Verónica González utiliza sus manos, brazos, piernas, etc, para dar vida a sus personajes./
Verónica González utiliza sus manos, brazos, piernas, etc, para dar vida a sus personajes.

Tras la jornada dedicada a los escolares el programa ofrece mañana sesión para pequeños y mayores

DV ORDIZIA.

Organizado por la Delegación de Cultura del ayuntamiento ordiziarra con la colaboración del CIT tolosarra y con la ayuda de la Diputación Foral de Gipuzkoa, por vigésimo noveno año consecutivo y aprovechando la celebración en Tolosa del Festival Internacional de Marionetas, Ordizia acoge estos días dos sesiones, la primera tuvo lugar el pasado martes en sesión matinal, actuación dirigida al público escolar, mientras que la segunda, en este caso abierta al gran público, en especial a las personas adultas, tendrá lugar mañana viernes, a las 17.30 en el Herri Antzokia

En la sesión dedicada a los escolares la obra ofrecida fue 'El hombre de la lluvia' de la mano del artista italiano, Michele Cafaggi.

Mañana, valga insistir, en sesión abierta al gran público, turno para la artista italoargentina, Verónica González con su espectáculo 'Erase una vez... dos pies', puesta en escena sin texto, para todos los públicos.

Verónica González tiene dos pies como casi todas las personas de este mundo, pero sus pies son especiales: encarnan grotescos personajes que viven en historias donde el absurdo y la poesía se fusionan mágicamente.

Estas 'marionetas de carne y hueso' interpretan, con música y un sutil toque de humor, escenas ricas en fantasía, ritmo y color.

Se trata de un espectáculo internacional de teatro gestual apto para todas las edades. 'Teatro de figura' en el que destaca la utilización como marionetas de distintas partes del cuerpo: pies, rodilla, manos, etcétera. Con lo que consigue unos espectáculos divertidos que asombran a niños y mayores.

De este espectáculo el critico Castor Vicente ha señalado que «lo breve si bueno, dos veces bueno. Dice el dicho. En la obra de Verónica González tenemos un claro ejemplo: cinco breves números englobados en un espectáculo de apenas 40 minutos sirven para demostrar que todavía hay buenas ideas y sobre todo calidad (algo difícil de ver en los últimos tiempos). Dos pies (los de Verónica González) y los más peques encandilados como nunca había visto antes. Para los mayores unas buenas risas conseguidas con un humor sencillo y familiar. Buen dominio de la técnica clown y del teatro de figura es lo que se ve en el fondo. En definitiva, teatro del bueno. Recomendado a los que piensan que lo han visto todo».

Y es que Verónica González es una artista ecléctica capaz de atrapar al público tan pronto como 'pone un pie' en el escenario.

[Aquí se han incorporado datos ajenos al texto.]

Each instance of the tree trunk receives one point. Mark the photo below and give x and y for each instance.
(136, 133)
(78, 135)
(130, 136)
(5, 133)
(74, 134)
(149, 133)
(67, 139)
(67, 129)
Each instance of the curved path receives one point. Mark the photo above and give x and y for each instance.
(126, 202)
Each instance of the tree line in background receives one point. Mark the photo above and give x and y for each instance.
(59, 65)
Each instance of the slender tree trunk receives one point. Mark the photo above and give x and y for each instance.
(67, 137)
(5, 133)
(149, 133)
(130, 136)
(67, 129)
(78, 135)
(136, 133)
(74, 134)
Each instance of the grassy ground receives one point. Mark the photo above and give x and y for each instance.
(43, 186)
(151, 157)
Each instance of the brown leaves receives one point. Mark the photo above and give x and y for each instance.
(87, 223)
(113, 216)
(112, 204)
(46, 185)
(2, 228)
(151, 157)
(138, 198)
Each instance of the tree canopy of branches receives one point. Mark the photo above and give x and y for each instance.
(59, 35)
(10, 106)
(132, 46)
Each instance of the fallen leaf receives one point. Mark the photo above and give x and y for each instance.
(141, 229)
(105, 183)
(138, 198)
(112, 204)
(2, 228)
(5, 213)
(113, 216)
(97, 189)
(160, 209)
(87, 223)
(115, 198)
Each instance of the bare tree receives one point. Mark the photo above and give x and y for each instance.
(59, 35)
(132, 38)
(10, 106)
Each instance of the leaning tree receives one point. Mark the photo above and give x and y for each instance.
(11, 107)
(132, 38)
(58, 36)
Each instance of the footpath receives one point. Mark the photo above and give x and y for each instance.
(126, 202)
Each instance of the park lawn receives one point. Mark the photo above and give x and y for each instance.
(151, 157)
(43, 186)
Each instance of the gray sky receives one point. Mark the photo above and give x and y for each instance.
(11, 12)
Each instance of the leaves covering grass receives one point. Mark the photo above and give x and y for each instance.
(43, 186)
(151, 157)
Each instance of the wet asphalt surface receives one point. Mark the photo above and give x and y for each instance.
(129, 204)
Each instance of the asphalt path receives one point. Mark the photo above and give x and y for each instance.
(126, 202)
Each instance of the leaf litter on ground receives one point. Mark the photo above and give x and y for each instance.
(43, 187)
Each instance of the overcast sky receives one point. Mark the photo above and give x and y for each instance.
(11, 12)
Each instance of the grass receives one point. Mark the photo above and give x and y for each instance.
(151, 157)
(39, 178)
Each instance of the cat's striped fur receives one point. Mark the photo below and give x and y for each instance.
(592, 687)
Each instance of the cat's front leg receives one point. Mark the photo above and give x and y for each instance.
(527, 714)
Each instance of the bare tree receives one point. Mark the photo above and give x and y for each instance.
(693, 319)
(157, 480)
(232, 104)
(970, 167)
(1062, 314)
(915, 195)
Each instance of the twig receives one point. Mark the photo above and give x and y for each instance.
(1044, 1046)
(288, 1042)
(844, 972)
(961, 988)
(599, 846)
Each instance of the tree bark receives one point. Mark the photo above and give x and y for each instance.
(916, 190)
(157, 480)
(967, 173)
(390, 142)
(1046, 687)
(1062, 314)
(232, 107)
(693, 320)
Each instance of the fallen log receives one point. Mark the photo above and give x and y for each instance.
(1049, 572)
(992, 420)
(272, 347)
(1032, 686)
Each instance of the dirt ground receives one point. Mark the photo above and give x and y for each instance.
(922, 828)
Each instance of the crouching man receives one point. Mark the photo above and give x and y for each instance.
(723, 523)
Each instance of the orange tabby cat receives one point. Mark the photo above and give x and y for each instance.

Gracias a la técnica del teatro con los pies, Verónica une sus grandes pasiones: el teatro, los títeres, la música, el lenguaje gestual y la comunicación espontánea con el público asistente. No es habitual ver actuar a una mujer sola, con tanta naturalidad y maestría, llenar la escena con bizarros personajes que nacen literalmente de su cuerpo: pies, manos, brazos, piernas, cabeza y sobre todo corazón al servicio de un arte único y divertido aplaudido por niños y adultos de todo el mundo.

Una propuesta, más que interesante que mañana, a las 17.30 en el Herri Antzokia hará las delicias de pequeños y mayores.